Sono d’accordo con chi ha scritto che non dovremmo preoccuparci del pianeta ma di noi stessi: qualunque catastrofe capiti, la natura ritornerà ai suoi equilibri, anche se ci vorranno migliaia di anni. Solo che noi nel frattempo saremo estinti o retrocessi a livello di scimmie. E mi sembra davvero stupido non desiderare il meglio per noi stessi. Credo che si tratti di un sano egoismo se si desidera che aria, acqua, terra, cibo siano puliti.
Purtroppo è anche vero che nessuno di noi singolarmente potrà risolvere nulla, ma siccome siamo tanti, io credo che possiamo fare la nostra parte e avere un impatto e male che vada se nel 2050 dovrò abbandonare la mia Puglia perché è diventata un deserto inabitabile, almeno potrò dire che io ho fatto tutto ciò che potevo a differenza di altri. Mi piace sentirmi con la coscenza a posto, altrimenti dovrei darmi all’eco-terrorismo.
Quindi tengo presente che la cosa più impattante che può fare una persona normale come me (escludendo l’eliminazione fisica dei miliardari, che inquinano molto tra jet privati et simila) è mangiare meno prodotti animali (carne, latte, uova) e di maggiore qualità (bio, locali etc). Se siamo pieni di allevamenti intensivi inquinanti è perché milioni di persone in tutto il mondo comprano il pollo/maiale da allevamento intensivo nato in Romania ingrassato in Francia macellato in Italia che costa meno dei croccantini del gatto. Io non sono né ricco né benestante ma sul cibo non risparmio.
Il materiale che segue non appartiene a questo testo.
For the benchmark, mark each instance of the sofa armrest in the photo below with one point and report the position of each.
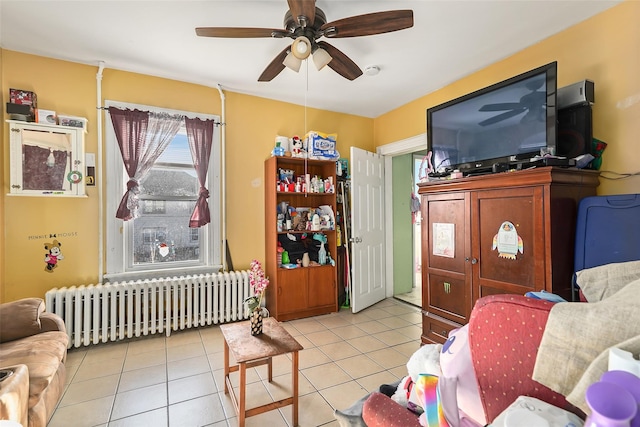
(14, 393)
(504, 335)
(381, 411)
(51, 322)
(21, 318)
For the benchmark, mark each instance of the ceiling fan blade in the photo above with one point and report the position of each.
(502, 106)
(275, 67)
(340, 63)
(369, 24)
(305, 9)
(233, 32)
(501, 117)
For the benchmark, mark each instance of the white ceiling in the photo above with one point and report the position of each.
(450, 39)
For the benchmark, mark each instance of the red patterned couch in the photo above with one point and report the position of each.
(504, 334)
Evito di comprare i prodotti di aziende altamente inquinanti, tipo Coca Cola (maggiore produttore di rifiuti plastici), Shein e porcate simili.
Visto che ho letto che le banche del gruppo Intesa hanno grossi investimenti nel fossile e in armamenti, evito di lasciargli tutti i miei soldi e li sposto altrove, se investo scelgo fondi gestiti con criteri ESG. Informatevi sulla vostra banca e agite di conseguenza, già solo così potremmo muovere centinaia di migliaia di euro se non milioni nella direzione giusta.
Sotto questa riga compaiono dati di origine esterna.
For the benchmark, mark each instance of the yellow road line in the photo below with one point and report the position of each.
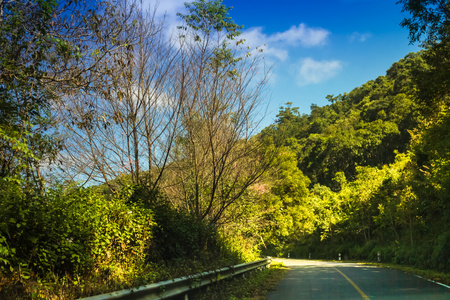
(354, 285)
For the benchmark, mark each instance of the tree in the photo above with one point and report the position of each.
(217, 156)
(430, 23)
(429, 18)
(47, 49)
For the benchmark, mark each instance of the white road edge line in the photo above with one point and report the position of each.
(441, 284)
(444, 285)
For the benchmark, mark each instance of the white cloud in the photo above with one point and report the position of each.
(275, 45)
(306, 36)
(310, 71)
(359, 37)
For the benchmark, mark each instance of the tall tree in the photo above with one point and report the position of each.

In casa nostra non esiste mai e poi mai la possibilità di usare plastica monouso (piatti, bicchieri etc). Lavoriamo in due e abbiamo figlio e gatta eppure troviamo il tempo di lavare i piatti.
Stesso discorso per le macchinette da caffè con le capsule: è un prodotto comodo in ufficio ma a casa facciamo la caffettiera e il fondo di caffè lo usiamo nelle piante sul balcone: zero rifiuti.
Alcuni saponi e detergenti li ricarichiamo usando da anni la stessa boccetta (intimo, shampo, piatti etc): zero rifiuti o quasi.
Prendo l’auto solo se serve e ovviamente non è un diesel: penso che avrebbero dovuto applicare forti restrizioni a questi motori almeno 10 anni fa, altro che 2035. C’è vasta scelta tra GPL, metano, ibrido ed elettrico.
Infissi buoni a casa: si riscalda in poco tempo e resta calda, riscaldamento acceso per poche ore.
Fornitore di energia elettrica rinnovabile.
Voto di conseguenza, qualche partito che parla di clima e ambiente c’è e ha il mio voto.
Ora non mi viene in mente altro, sono solo un privato cittadino e faccio quello che posso, sperando nel meglio.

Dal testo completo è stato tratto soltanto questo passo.